Essa habilidade de evitar conflitos surge como uma necessidade, porque o adolescente percebe essa amizade como sendo frágil, e que precisa ser preservada e os conflitos constantes abalam essa amizade, que pode ser desfeita com a mesma rapidez que foi construída.

Para o adolescente é difícil superar algumas situações em que são magoados, mas pensar que eles também magoam é um passo para superar esse momento.

Reconhecer o sentimento do outro, eles percebem quando um amigo está bravo, irritado, alegre, triste. Eles passam a conhecer através dessa relação os seus próprios sentimentos, essa amizade verdadeira oferece um lugar seguro onde pode arriscar opiniões, admitir suas fraquezas e obter ajuda para resolver seus problemas, assim eles aprendem a aceitar os defeitos dos amigos.

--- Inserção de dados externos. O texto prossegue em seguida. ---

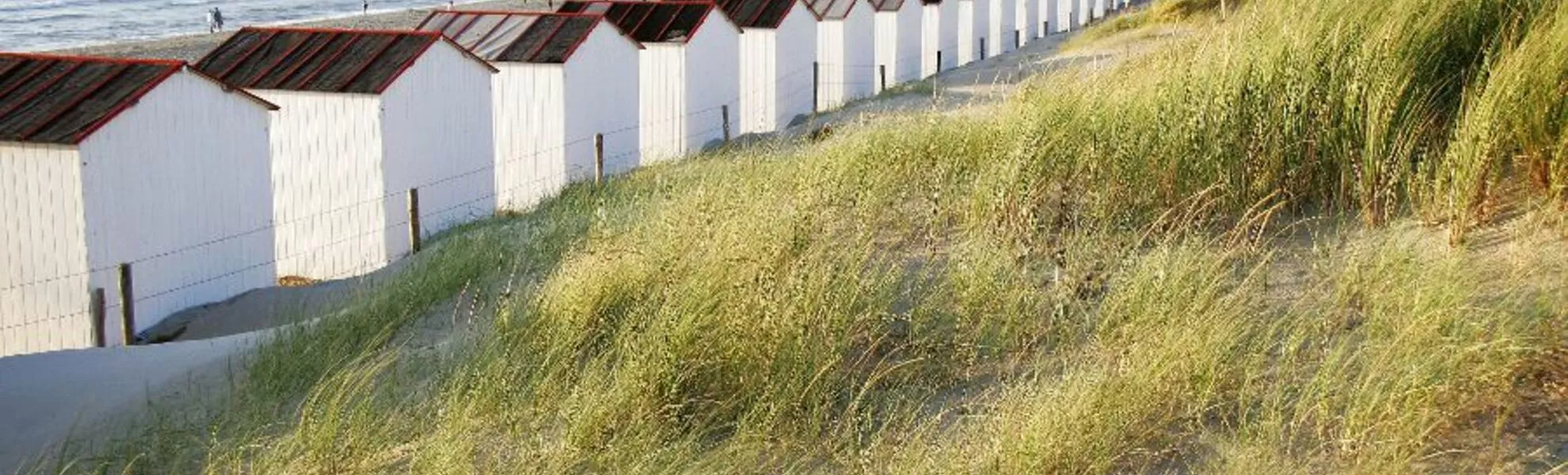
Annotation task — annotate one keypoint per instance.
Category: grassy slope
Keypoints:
(1094, 279)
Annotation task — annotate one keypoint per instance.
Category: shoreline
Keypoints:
(192, 48)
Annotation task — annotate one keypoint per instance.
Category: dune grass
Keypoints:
(1227, 254)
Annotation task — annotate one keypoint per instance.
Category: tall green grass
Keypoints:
(1095, 278)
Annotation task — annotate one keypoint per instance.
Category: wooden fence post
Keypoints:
(414, 245)
(881, 71)
(99, 314)
(127, 306)
(816, 85)
(723, 112)
(598, 158)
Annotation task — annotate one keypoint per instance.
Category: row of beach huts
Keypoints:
(135, 188)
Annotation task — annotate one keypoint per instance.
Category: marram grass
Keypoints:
(1217, 256)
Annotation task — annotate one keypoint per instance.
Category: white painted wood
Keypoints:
(438, 137)
(777, 71)
(968, 35)
(681, 88)
(712, 63)
(546, 116)
(342, 165)
(531, 131)
(601, 97)
(899, 43)
(846, 49)
(328, 184)
(940, 33)
(179, 185)
(43, 253)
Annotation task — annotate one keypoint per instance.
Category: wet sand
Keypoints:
(193, 48)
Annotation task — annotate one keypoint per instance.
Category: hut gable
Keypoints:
(515, 36)
(317, 60)
(886, 5)
(648, 21)
(63, 99)
(833, 10)
(756, 13)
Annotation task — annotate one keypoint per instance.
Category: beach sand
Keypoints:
(193, 48)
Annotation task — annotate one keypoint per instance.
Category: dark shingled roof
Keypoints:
(886, 5)
(756, 13)
(63, 99)
(832, 10)
(648, 21)
(322, 60)
(518, 36)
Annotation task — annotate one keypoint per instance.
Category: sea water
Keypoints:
(30, 25)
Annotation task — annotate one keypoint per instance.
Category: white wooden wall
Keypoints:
(900, 43)
(184, 171)
(968, 35)
(759, 73)
(797, 51)
(43, 249)
(1026, 16)
(438, 137)
(662, 93)
(846, 49)
(531, 131)
(328, 185)
(712, 63)
(601, 91)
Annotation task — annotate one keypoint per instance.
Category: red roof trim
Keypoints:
(30, 76)
(302, 62)
(74, 102)
(13, 66)
(548, 38)
(475, 19)
(504, 19)
(132, 99)
(463, 51)
(231, 88)
(339, 54)
(237, 62)
(262, 74)
(44, 86)
(377, 55)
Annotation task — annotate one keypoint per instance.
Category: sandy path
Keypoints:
(51, 397)
(55, 396)
(193, 48)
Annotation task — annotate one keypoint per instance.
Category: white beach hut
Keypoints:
(938, 35)
(846, 51)
(107, 162)
(687, 71)
(366, 116)
(1027, 16)
(563, 80)
(778, 46)
(899, 41)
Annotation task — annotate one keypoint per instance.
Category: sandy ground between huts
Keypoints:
(67, 394)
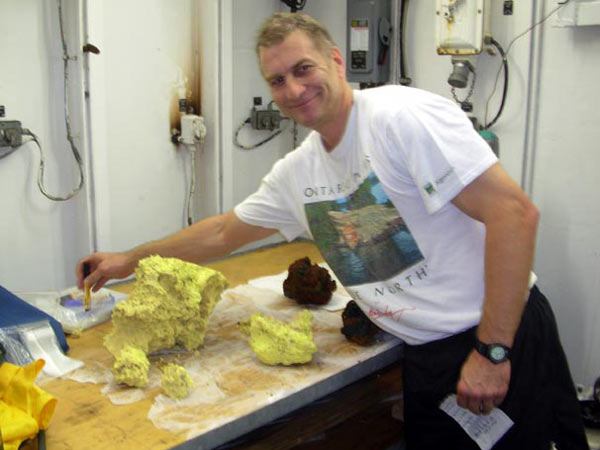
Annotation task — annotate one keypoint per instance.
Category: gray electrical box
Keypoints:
(368, 40)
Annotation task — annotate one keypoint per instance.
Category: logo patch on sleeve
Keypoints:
(430, 189)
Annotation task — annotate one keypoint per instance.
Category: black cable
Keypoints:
(295, 5)
(505, 90)
(404, 80)
(237, 143)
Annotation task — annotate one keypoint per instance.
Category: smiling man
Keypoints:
(422, 226)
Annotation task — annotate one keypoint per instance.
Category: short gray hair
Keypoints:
(280, 25)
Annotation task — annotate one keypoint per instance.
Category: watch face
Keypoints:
(497, 353)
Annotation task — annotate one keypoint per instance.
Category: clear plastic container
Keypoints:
(68, 308)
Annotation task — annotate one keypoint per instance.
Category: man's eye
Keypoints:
(277, 81)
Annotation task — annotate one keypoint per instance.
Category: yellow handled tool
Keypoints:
(86, 272)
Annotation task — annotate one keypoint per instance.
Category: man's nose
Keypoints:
(295, 88)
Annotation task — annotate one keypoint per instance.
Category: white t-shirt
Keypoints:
(378, 207)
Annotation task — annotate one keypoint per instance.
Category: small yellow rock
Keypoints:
(175, 381)
(275, 342)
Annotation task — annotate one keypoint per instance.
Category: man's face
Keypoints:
(305, 84)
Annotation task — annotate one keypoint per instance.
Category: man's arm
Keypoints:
(510, 221)
(203, 241)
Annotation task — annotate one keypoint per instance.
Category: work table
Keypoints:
(359, 412)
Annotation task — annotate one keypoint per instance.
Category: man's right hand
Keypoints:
(104, 267)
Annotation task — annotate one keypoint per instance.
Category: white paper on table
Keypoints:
(338, 301)
(485, 430)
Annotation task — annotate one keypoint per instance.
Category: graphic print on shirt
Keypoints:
(361, 236)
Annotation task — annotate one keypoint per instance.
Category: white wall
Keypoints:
(565, 188)
(139, 180)
(40, 240)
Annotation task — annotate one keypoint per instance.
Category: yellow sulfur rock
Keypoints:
(131, 367)
(170, 304)
(175, 381)
(275, 342)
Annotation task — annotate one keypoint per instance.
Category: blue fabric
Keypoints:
(14, 311)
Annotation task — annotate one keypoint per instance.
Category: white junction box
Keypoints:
(460, 26)
(579, 13)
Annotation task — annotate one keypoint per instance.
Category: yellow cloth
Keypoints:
(24, 407)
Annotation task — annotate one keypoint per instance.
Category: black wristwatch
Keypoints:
(496, 353)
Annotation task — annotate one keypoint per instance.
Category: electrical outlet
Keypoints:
(11, 134)
(265, 119)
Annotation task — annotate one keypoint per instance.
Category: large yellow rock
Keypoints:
(170, 305)
(275, 342)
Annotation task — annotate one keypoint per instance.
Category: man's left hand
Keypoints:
(482, 384)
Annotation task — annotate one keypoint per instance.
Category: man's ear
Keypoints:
(338, 60)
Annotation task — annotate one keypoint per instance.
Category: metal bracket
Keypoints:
(11, 134)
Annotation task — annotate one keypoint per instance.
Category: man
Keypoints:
(423, 227)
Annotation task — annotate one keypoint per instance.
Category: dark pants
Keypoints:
(541, 399)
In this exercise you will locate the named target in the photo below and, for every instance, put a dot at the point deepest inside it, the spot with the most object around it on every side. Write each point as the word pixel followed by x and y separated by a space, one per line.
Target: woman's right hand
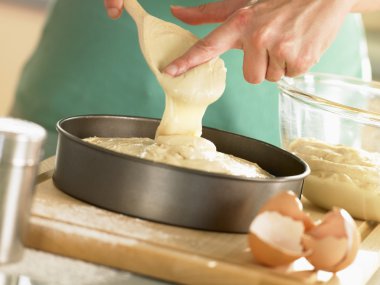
pixel 114 8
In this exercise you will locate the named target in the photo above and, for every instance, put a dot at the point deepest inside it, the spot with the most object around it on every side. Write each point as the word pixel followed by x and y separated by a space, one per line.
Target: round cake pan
pixel 164 193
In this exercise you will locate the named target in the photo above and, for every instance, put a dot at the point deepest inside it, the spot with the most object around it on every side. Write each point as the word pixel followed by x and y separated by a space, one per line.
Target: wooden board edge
pixel 143 258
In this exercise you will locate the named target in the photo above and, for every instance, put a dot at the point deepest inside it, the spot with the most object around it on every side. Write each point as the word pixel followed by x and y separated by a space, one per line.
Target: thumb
pixel 214 12
pixel 214 44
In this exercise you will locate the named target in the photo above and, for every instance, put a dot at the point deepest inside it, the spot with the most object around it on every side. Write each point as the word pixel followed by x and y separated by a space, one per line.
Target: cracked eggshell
pixel 287 204
pixel 334 243
pixel 275 239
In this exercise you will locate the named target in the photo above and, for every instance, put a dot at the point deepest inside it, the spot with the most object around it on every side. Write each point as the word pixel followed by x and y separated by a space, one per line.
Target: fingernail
pixel 176 7
pixel 113 13
pixel 171 70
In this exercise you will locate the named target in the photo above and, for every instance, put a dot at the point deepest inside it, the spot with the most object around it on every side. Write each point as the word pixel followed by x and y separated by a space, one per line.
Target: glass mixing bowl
pixel 333 123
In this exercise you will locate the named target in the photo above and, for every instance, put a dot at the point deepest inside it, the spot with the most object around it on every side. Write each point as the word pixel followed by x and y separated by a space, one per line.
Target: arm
pixel 278 37
pixel 366 6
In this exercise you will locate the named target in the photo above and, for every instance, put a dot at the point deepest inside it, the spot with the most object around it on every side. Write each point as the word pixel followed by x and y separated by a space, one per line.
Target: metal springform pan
pixel 165 193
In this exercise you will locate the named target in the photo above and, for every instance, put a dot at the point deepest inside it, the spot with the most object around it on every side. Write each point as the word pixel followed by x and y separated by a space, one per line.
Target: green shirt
pixel 86 63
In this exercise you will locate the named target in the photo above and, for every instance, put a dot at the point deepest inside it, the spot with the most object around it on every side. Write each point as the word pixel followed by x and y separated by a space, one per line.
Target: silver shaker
pixel 20 153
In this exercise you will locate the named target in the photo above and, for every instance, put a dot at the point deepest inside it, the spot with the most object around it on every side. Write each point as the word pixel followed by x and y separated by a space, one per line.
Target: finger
pixel 214 12
pixel 255 65
pixel 300 64
pixel 114 8
pixel 214 44
pixel 275 69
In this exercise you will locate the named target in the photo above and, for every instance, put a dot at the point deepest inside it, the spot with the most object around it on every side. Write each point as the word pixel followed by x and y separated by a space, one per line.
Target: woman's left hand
pixel 114 8
pixel 278 37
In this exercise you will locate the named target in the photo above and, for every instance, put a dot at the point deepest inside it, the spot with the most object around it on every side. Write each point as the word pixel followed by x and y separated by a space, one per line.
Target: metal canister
pixel 20 153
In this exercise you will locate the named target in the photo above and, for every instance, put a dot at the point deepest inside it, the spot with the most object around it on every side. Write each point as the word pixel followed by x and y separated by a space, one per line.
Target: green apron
pixel 86 63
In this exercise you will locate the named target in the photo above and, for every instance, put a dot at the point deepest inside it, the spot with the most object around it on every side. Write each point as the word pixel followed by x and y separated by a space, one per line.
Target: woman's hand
pixel 114 8
pixel 278 37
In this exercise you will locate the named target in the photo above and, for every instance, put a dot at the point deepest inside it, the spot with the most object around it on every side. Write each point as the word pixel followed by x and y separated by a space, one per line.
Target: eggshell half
pixel 334 243
pixel 288 204
pixel 275 239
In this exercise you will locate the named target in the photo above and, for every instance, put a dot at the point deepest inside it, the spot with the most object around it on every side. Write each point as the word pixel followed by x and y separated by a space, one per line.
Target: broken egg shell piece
pixel 288 204
pixel 334 243
pixel 275 239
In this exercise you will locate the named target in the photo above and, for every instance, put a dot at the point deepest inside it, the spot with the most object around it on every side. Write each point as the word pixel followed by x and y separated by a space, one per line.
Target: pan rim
pixel 216 175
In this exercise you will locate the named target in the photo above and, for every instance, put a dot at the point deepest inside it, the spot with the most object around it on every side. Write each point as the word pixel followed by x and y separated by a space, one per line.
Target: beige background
pixel 21 24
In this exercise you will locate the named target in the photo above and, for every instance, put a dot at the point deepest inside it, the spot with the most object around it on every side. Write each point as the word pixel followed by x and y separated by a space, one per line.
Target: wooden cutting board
pixel 66 226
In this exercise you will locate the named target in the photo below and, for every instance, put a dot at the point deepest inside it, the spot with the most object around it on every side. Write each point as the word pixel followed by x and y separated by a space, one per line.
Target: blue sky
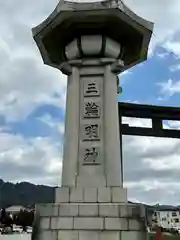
pixel 33 96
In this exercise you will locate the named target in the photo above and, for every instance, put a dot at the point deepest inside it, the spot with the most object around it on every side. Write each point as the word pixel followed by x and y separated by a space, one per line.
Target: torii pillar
pixel 92 43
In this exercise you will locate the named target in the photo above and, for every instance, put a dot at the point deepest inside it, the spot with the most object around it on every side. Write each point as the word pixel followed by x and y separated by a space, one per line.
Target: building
pixel 168 218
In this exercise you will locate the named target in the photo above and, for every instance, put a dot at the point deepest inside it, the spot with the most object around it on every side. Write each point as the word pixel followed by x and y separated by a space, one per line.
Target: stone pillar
pixel 91 203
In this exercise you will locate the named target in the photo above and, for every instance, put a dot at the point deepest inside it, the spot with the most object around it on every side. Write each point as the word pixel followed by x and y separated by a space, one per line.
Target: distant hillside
pixel 28 194
pixel 25 194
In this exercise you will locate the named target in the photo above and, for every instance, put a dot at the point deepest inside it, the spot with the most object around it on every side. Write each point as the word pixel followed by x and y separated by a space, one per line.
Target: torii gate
pixel 157 114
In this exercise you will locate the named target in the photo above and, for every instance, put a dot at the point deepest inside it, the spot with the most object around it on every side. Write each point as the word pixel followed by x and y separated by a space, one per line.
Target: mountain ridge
pixel 28 194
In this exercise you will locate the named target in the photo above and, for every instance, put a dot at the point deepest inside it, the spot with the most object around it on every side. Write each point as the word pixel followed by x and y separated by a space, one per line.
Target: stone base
pixel 79 214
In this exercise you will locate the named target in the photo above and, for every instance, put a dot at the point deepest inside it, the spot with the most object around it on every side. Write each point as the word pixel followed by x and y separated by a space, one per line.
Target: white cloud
pixel 175 68
pixel 53 123
pixel 37 159
pixel 169 88
pixel 26 83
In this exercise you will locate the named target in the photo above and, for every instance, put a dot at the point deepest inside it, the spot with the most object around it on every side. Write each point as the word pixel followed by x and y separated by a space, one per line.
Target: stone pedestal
pixel 92 203
pixel 91 214
pixel 83 41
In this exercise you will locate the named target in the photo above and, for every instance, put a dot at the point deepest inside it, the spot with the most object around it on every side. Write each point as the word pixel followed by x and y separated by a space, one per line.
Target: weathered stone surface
pixel 68 235
pixel 83 223
pixel 62 223
pixel 88 210
pixel 45 223
pixel 133 235
pixel 48 235
pixel 116 224
pixel 108 210
pixel 88 235
pixel 68 210
pixel 104 195
pixel 135 225
pixel 47 210
pixel 62 195
pixel 119 195
pixel 110 235
pixel 90 194
pixel 76 195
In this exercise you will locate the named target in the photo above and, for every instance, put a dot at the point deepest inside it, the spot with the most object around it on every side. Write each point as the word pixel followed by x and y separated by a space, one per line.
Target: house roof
pixel 15 208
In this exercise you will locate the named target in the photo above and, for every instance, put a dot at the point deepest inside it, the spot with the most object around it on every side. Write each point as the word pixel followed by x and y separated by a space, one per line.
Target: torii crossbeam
pixel 156 113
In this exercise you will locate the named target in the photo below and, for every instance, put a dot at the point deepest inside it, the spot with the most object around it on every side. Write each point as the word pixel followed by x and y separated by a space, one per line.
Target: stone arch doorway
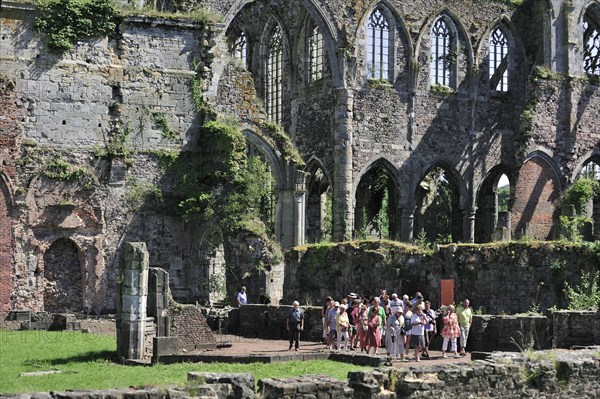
pixel 376 212
pixel 591 171
pixel 6 249
pixel 211 278
pixel 319 224
pixel 493 207
pixel 439 215
pixel 63 277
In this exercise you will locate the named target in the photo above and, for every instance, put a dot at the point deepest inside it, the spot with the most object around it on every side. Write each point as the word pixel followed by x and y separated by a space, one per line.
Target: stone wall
pixel 500 278
pixel 190 328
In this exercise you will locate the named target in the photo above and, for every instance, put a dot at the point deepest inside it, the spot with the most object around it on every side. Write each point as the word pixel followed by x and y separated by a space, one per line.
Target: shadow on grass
pixel 87 357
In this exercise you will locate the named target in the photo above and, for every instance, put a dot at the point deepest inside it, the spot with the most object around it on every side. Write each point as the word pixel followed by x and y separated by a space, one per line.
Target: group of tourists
pixel 390 322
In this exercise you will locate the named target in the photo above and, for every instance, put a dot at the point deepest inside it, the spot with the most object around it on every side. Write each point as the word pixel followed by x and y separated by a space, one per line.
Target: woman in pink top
pixel 373 335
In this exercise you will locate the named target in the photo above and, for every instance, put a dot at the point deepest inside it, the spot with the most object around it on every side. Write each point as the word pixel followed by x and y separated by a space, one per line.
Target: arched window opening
pixel 438 215
pixel 442 55
pixel 263 177
pixel 274 86
pixel 316 54
pixel 212 268
pixel 591 43
pixel 319 209
pixel 63 277
pixel 376 213
pixel 498 61
pixel 591 171
pixel 378 46
pixel 239 49
pixel 492 221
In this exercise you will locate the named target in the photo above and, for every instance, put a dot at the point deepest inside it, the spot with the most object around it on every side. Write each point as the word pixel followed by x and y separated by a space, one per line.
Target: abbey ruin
pixel 362 111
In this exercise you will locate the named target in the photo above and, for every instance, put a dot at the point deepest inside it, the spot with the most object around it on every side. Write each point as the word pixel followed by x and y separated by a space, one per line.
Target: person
pixel 342 327
pixel 450 332
pixel 328 304
pixel 377 309
pixel 395 303
pixel 363 326
pixel 331 324
pixel 354 323
pixel 373 334
pixel 465 318
pixel 430 327
pixel 295 325
pixel 407 326
pixel 394 343
pixel 241 297
pixel 417 331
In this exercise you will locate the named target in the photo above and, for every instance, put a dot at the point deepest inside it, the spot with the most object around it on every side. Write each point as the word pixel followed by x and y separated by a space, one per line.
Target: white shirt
pixel 242 298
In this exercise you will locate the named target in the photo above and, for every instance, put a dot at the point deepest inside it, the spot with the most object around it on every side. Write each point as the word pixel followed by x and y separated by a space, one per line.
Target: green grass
pixel 86 362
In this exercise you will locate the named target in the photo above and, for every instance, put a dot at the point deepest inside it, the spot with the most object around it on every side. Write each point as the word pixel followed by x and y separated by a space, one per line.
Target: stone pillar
pixel 132 297
pixel 343 219
pixel 300 199
pixel 408 220
pixel 158 299
pixel 469 225
pixel 285 225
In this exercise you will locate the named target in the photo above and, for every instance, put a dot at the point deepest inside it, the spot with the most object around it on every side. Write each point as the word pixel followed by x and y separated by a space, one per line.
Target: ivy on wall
pixel 221 183
pixel 67 21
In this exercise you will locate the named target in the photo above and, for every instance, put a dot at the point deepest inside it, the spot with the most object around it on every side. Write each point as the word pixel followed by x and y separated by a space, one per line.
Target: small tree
pixel 585 296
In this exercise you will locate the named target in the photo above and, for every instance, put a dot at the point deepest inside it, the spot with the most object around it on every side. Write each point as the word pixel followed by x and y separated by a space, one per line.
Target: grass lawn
pixel 85 360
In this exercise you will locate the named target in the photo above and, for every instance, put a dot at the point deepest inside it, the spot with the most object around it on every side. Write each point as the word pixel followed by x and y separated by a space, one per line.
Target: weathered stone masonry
pixel 348 128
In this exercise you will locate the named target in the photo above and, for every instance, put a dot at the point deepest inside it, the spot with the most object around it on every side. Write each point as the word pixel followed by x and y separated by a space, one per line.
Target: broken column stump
pixel 132 298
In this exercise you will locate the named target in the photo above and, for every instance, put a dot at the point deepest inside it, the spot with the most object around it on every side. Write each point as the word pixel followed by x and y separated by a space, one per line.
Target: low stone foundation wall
pixel 550 374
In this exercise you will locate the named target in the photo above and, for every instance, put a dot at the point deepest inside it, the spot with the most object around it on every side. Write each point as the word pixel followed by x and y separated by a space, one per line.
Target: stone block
pixel 164 346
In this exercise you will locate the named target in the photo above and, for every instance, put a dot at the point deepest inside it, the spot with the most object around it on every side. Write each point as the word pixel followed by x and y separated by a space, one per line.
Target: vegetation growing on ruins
pixel 586 295
pixel 67 21
pixel 87 362
pixel 441 90
pixel 116 143
pixel 59 169
pixel 160 120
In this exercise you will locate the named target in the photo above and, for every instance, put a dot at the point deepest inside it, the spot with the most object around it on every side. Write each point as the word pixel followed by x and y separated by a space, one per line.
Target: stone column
pixel 469 225
pixel 131 305
pixel 158 299
pixel 408 220
pixel 285 225
pixel 300 200
pixel 343 219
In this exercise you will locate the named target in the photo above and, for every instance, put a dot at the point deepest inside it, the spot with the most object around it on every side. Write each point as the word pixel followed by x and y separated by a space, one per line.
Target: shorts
pixel 417 340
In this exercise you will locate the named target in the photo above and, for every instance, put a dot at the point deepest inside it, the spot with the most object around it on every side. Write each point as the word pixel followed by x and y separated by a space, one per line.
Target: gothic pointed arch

Esse processo de socialização começa desde as primeiras relações humanas, e termina quando o equilíbrio de adaptação é alcançado o que pode levar uma vida inteira, portanto a adolescência não é o inicio e nem o fim da socialização, no entanto com todas as mudanças que ocorrem na adolescência, esse processo adquire um aumento de ritmo, estimulado pelo aumento da capacidade cognitiva, da internalização das regras, da necessidade de independência.

Todo esse processo só pode ser adquirido vivendo, dentro de um contexto social REAL, com a família, no circulo de amigos dos diversos grupos ao qual o adolescente está inserido.

Cada contexto impõe suas regras e valores e o adolescente precisa aprender  a lidar com eles, e  ao mesmo tempo ir se colocando com seu ponto de vista, seus princípios, valores, diante das diversas situações ao qual será submetido.

 

 

 

Fonte: Facone; E.M.;Carneiro R.S. Um estudo das capacidades e deficiências em habilidades sociais. Psicologia em estudo, Maringa v.9.n.1.pg.119

Hanns L. A Arte de dar limites. Como mudar atitudes de crianças e adolescentes. Paralela, 1ed. São Paulo. 467p.